Proyectos superpuestos

En el club se debe compartir el interés de lo competitivo con la cuestión mayor de la venta de la entidad, de la que habrá noticias próximamente, y con la planificación de la próxima campaña.


El fútbol no para y en una semana marcada por la semifinal europea entre el Sevilla y el Valencia, ese no es el único frente abierto en el club balnquinegro. En tiempos no muy lejanos, una eliminatoria de estas características habría dejado en un segundo plano cualquier circunstancia que pudiera acontecer en el entorno del club de Mestalla.

        Ahora no es así. Los tiempos han cambiado en el fútbol en general y en el Valencia de forma muy particular. A pesar de lo que hay en juego en una eliminatoria que puede abrir el camino hacia una final, que puede abrir el camino a jugar en Europa el año próximo, en el club
se debe compartir el interés de lo competitivo con la cuestión mayor de la venta de la entidad, de la que habrá noticias próximamente, y con la planificación de la próxima campaña.

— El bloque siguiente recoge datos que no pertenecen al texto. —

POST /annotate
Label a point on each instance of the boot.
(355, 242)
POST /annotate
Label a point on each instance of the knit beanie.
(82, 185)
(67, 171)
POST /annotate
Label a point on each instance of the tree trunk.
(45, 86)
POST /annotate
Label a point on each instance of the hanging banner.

        No sabemos quien estará sentado en el puesto de preferencia del palco del estadio en el primer partido de competición oficial de esa próxima campaña. Puede ser el actual presidente, puede ser un viejo conocido del valencianismo, puede ser alguien vinculado al club o a la ciudad que no haya tenido contacto hasta ahora con el club o puede ser alguien cuyo nombre a día de hoy nadie haya escuchado todavía. A pesar de ese contexto de incertidumbre, hay que desarrollar una planificación deportiva con la posibilidad de que permanezca, se vea modificada por el resultado final de la temporada (Europa, si, Europa, no) o vaya por el aire en función del que sople cuando se cierre la venta.

        Vive, pues, el Valencia tiempos de tribulación que van mucho más allá de lo que ocurra ante el Sevilla. La eliminación propiciará la caída del telón de la temporada. La clasificación mantendrá la llama encendida. Actualmente hay un modelo de club diferente al que prescribió hace un año, pero que no ha conseguido que el Valencia sea mejor (tampoco peor) que el de entonces. Hay un técnico que ha mejorado al equipo, aunque no lo ha hecho brillar, hay una plantilla mejor que la de la primera vuelta, pero discreta, y en estos tiempos de mediocridad, lo normal es que el Valencia estuviera ya sin objetivos. Afortunadamente no es así. Europa sostiene la ilusión de la afición y hace que el valencianismo suspire por regresar a una competición que hace un par de años poco menos que despreciaba. Ojalá el equipo logre
un título con valor por sí mismo y por lo que supondría de cara al próximo ejercicio. Ojalá.